La Naspi (“Nuova Assicurazione Sociale per l’Impiego”) è un aiuto di salvezza per chi perde il lavoro, ma non sempre l’importo ricevuto rimane nelle tasche del beneficiario. In alcuni casi, l’INPS può infatti richiedere la restituzione delle somme erogate. Vediamo quando ciò avviene, quali sono le cause più comuni e come difendersi da richieste indebite.
Motivi per cui l’INPS può chiedere la restituzione della Naspi
L’INPS può reclamare le somme versate nei seguenti casi:
- Pagamenti errati per errori amministrativi: L’INPS può commettere errori nel calcolo dell’importo spettante, determinando un’erogazione superiore al dovuto. Se viene rilevato uno sbaglio nella determinazione della somma, l’ente previdenziale può richiederne la restituzione.
- Nuovo impiego non dichiarato: Uno dei requisiti fondamentali per percepire la Naspi è la disoccupazione involontaria. Se il beneficiario trova un lavoro e non lo comunica tempestivamente all’INPS, l’indennità viene sospesa o revocata. Tuttavia, se il sussidio continua a essere percepito, l’INPS può avviare la procedura di recupero delle somme.

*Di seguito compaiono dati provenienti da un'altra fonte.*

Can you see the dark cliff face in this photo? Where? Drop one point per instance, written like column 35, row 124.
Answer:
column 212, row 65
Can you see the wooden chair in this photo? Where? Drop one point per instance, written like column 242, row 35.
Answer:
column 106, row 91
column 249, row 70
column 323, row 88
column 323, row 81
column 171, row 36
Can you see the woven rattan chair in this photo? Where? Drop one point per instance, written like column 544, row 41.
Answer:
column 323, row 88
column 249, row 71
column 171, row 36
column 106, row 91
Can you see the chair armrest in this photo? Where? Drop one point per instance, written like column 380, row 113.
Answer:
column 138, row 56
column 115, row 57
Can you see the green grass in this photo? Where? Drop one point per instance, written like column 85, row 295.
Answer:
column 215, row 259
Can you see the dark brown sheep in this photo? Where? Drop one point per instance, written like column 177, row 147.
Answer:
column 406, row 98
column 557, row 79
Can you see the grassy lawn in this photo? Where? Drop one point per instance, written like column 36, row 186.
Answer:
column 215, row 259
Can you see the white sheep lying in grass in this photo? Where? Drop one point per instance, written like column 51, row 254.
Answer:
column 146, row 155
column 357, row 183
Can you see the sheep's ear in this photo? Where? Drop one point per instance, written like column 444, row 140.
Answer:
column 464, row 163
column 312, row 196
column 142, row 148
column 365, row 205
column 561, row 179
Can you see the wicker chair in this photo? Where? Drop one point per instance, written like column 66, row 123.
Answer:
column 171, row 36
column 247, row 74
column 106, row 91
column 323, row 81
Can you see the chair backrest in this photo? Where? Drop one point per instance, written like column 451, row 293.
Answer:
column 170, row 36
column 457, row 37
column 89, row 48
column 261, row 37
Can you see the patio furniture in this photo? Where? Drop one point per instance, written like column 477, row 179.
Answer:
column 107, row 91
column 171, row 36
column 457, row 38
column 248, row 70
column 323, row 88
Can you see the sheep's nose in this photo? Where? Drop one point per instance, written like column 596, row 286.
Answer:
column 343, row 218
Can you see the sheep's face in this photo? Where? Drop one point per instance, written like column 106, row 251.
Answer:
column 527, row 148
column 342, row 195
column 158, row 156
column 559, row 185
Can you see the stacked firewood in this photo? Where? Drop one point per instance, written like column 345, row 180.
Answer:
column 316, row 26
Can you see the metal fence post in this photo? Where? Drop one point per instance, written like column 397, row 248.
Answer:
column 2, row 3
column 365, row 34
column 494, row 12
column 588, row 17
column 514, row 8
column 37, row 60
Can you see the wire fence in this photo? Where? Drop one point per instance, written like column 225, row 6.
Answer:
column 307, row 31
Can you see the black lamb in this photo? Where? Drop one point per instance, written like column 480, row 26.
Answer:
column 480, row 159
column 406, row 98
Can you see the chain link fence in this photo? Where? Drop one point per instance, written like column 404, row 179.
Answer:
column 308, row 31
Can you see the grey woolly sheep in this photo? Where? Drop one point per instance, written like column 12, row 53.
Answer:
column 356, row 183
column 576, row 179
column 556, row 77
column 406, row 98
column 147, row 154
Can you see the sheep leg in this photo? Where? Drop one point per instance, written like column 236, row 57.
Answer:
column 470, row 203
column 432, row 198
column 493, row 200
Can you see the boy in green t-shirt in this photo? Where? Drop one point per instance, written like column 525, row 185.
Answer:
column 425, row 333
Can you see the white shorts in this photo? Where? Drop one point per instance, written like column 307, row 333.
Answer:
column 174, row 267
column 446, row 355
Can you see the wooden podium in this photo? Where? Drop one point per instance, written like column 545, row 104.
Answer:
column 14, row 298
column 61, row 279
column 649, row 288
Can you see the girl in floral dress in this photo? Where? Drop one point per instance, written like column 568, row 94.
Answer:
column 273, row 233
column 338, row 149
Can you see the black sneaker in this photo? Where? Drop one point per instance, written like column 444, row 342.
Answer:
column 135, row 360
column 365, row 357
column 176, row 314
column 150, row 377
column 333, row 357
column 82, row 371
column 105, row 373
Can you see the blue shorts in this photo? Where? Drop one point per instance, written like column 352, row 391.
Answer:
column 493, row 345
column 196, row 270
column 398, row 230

- Dichiarazioni false o omissioni: In caso di dichiarazioni mendaci o omissioni intenzionali finalizzate a ottenere l’indennità in modo illecito, il cittadino può incorrere non solo nella restituzione della Naspi, ma anche in sanzioni penali. L’INPS effettua controlli incrociati per individuare possibili frodi.
Come avviene il recupero delle somme
L’INPS segue una procedura ben definita per il recupero delle somme indebitamente percepite:
- Notifica della richiesta: l’INPS comunica ufficialmente al cittadino l’importo da restituire e le modalità di pagamento.
- Compensazione su altre prestazioni: l’ente può trattenere le somme da altre indennità spettanti, come pensioni o futuri assegni di disoccupazione.
- Rateizzazione: se la somma da restituire è elevata, è possibile richiedere un pagamento dilazionato, previa valutazione dell’INPS.
- Recupero forzoso: in caso di mancato pagamento, l’INPS può ricorrere a strumenti coattivi, come il pignoramento di beni o la segnalazione a Equitalia.
Come contestare una richiesta di rimborso
Se si ritiene che la richiesta di restituzione sia ingiusta, esistono diverse possibilità per opporsi:
- Ricorso amministrativo all’INPS: da presentare entro 90 giorni dalla notifica.
- Prescrizione del credito: la legge prevede un termine di 10 anni per il recupero delle somme, salvo interruzioni della prescrizione.
- Ricorso al tribunale ordinario: se il ricorso amministrativo non viene accolto, è possibile rivolgersi al giudice ordinario per far valere le proprie ragioni.
Per evitare richieste di rimborso, è fondamentale verificare l’importo ricevuto, segnalare tempestivamente ogni variazione della propria situazione lavorativa e conservare la documentazione utile a dimostrare il diritto alla Naspi. In caso di dubbi, consultare un esperto o un patronato può rivelarsi una strategia vincente per tutelare i propri diritti.